Let’s look at a neural network that classifies numeric images as an example:
This is a simple feed-forward network. It receives input and delivers it to several layers in order, and then provides final output.
The general learning process for neural networks is as follows:
Define a neural network with learnable parameters (or weights).
Repeat the dataset input.
The input is processed in a neural network.
loss; Calculate how far the output is from the correct answer.
It propagates the gradient back to the parameters of the neural network.
Update the weights of the neural network. In general we use a simple rule like this: wiehgt = weight-learning rate * gradient
Define a neural network
Now let’s define a neural network:
import torch import torch.nn as nn import torch.nn.functional as F class Net(nn.Module): def __init__(self): super(Net, self).__init__() # 1 input image channel, 6 output channels, 3x3 square convolution # kernel self.conv1 = nn.Conv2d(1, 6, 3) self.conv2 = nn.Conv2d(6, 16, 3) # an affine operation: y = Wx + b self.fc1 = nn.Linear(16 * 6 * 6, 120) # 6*6 from image dimension self.fc2 = nn.Linear(120, 84) self.fc3 = nn.Linear(84, 10) def forward(self, x): # Max pooling over a (2, 2) window x = F.max_pool2d(F.relu(self.conv1(x)), (2, 2)) # If the size is a square you can only specify a single number x = F.max_pool2d(F.relu(self.conv2(x)), 2) x = x.view(-1, self.num_flat_features(x)) x = F.relu(self.fc1(x)) x = F.relu(self.fc2(x)) x = self.fc3(x) return x def num_flat_features(self, x): size = x.size()[1:] # all dimensions except the batch dimension num_features = 1 for s in size: num_features *= s return num_features net = Net() print(net)
After defining only the forward function, the backward function (which calculates the gradient) is automatically defined using autograd. You can use any Tensor operation in the forward function.
The model’s learnable parameters are returned by net.parameters().
params = list(net.parameters()) print(len(params)) print(params[0].size()) # conv1's .weight
Let’s put a random 32×32 input value.
Note: The expected input size of this neural network (LeNet) is 32×32. In order to use the MNIST dataset for this neural network, the image size of the dataset must be changed to 32×32.
input = torch.randn(1, 1, 32, 32) out = net(input) print(out)
Set the gradient buffer to 0 for all parameters, backpropagating to a random value:
net.zero_grad() out.backward(torch.randn(1, 10))
Loss Function
The loss function receives output and target as inputs of a pair and calculates a value that estimates how far the output is from the target.
There are several loss functions in the nn package. A simple loss function is nn.MSEloss, which computes the mean-squared error between the output and the target.
For example:
output = net(input) target = torch.randn(10) # a dummy target, for example target = target.view(1, -1) # make it the same shape as output criterion = nn.MSELoss() loss = criterion(output, target) print(loss)
Backpropagation
To back propagate the error, you only need to do loss.backward(). It is necessary to remove the existing gradient, otherwise the gradient will accumulate on the existing one.

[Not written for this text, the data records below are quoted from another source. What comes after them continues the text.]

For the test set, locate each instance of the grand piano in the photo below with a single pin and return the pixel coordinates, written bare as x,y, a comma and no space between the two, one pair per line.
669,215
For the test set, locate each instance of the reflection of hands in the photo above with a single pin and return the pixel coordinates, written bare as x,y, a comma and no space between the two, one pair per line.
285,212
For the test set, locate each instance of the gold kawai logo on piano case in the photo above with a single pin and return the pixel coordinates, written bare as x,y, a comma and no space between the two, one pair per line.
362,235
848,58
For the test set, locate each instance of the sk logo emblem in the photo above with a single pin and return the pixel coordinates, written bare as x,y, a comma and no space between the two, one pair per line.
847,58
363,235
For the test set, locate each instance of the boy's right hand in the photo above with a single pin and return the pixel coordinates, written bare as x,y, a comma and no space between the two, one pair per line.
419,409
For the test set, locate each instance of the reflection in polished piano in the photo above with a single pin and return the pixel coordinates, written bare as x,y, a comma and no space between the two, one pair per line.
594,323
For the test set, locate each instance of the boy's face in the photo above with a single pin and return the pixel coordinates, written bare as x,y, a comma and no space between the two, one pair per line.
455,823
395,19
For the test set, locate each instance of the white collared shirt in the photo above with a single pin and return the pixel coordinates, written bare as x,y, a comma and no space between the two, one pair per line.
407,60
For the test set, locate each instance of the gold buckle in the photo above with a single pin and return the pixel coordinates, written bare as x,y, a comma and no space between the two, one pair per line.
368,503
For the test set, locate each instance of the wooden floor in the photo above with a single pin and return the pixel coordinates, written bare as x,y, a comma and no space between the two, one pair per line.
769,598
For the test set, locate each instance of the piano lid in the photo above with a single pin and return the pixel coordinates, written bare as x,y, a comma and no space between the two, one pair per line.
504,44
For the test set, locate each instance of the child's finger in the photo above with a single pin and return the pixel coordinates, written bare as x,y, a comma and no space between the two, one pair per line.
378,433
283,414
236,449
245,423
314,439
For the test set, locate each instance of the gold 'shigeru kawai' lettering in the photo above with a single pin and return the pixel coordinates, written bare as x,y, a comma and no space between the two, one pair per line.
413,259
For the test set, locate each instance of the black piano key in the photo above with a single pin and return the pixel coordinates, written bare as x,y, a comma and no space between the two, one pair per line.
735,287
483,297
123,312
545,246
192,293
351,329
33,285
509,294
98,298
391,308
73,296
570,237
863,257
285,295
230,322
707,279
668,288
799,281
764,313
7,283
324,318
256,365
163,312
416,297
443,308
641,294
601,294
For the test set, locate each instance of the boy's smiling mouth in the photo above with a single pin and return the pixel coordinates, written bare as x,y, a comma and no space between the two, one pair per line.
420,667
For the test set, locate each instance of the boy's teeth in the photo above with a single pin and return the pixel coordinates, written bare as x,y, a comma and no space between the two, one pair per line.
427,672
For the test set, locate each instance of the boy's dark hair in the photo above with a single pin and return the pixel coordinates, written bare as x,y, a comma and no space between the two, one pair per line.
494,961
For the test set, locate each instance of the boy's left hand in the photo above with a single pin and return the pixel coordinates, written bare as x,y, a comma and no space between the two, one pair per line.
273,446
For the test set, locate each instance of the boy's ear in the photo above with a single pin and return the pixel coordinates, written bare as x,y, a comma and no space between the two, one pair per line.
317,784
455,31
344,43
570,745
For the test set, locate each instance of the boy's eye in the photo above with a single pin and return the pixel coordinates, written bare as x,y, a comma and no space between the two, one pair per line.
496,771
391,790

Now let’s call loss.backward() to look at the bias gradient of conv1 before and after backpropagation.
net.zero_grad() # zeroes the gradient buffers of all parameters print('conv1.bias.grad before backward') print(net.conv1.bias.grad) loss.backward() print('conv1.bias.grad after backward') print(net.conv1.bias.grad)
Weight update
The simplest update rule that is actually used most often is SGD; Stochastic Gradient Descent is:
wiehgt = weight-learning rate * gradient
learning_rate = 0.01 for f in net.parameters(): f.data.sub_(f.grad.data * learning_rate)
When constructing a neural network, you may want to use various update rules such as SGD, Nesterov-SGD, Adam, RMSProp, etc. To do this, we have implemented all of these methods in a small package called torch.optim. It’s very simple to use:
import torch.optim as optim optimizer = optim.SGD(net.parameters(), lr=0.01) optimizer.zero_grad() # zero the gradient buffers output = net(input) loss = criterion(output, target) loss.backward() optimizer.step() # Does the update
Leave a Reply
You must be logged in to post a comment.